2. Returnees - a dentist or dental auxiliary reviews a returning juvenile resident’s dental chart upon return from extended furlough or recommitment for technical violation and schedules an examination if the juvenile resident has not had an examination in the past year.
C. Nursing protocol and dental standing orders - nursing dental assessments are available to treat dental emergencies at times when the dental staff is not available. Twenty-four hour emergency medical and dental care is available through an on-call physician and local hospital emergency care. After treatment by nursing dental standing orders, the juvenile resident needs to be referred to the next available dental clinic.

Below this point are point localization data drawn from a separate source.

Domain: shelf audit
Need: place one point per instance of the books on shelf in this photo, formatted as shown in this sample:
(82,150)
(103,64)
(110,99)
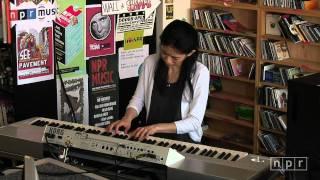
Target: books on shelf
(273,120)
(293,4)
(274,50)
(272,26)
(222,65)
(297,29)
(228,44)
(252,71)
(271,142)
(216,19)
(273,97)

D. Necessary outside dental consultations/treatment - essential dental consultations or eligible dental treatments that cannot be performed in a department facility are considered for referral to a specialist in the community. Certain criteria prior to referral are considered: urgency of need versus length of sentence remaining, overall necessity and functional disability, pre-existing condition prior to incarceration, risk/benefit, cost/benefit, and alternatives.
E. Elective outside dental treatment - juvenile residents may obtain optional dental treatment not available in department dental facilities by seeking treatment from practitioners in the community. Juvenile residents must follow procedures outlined in Division Directive 500.135, “Offender Requested Private Health Care.”
A. All juvenile dental services are documented in a dental record that is maintained with the medical record upon release.
References: Policy 500.010, “Health Services”
Supersession: Division Directive 500.056, "Juvenile Dental Services," 7/3/12.
All facility policies, memos and other communications, whether verbal, written or transmitted by electronic means regarding this topic.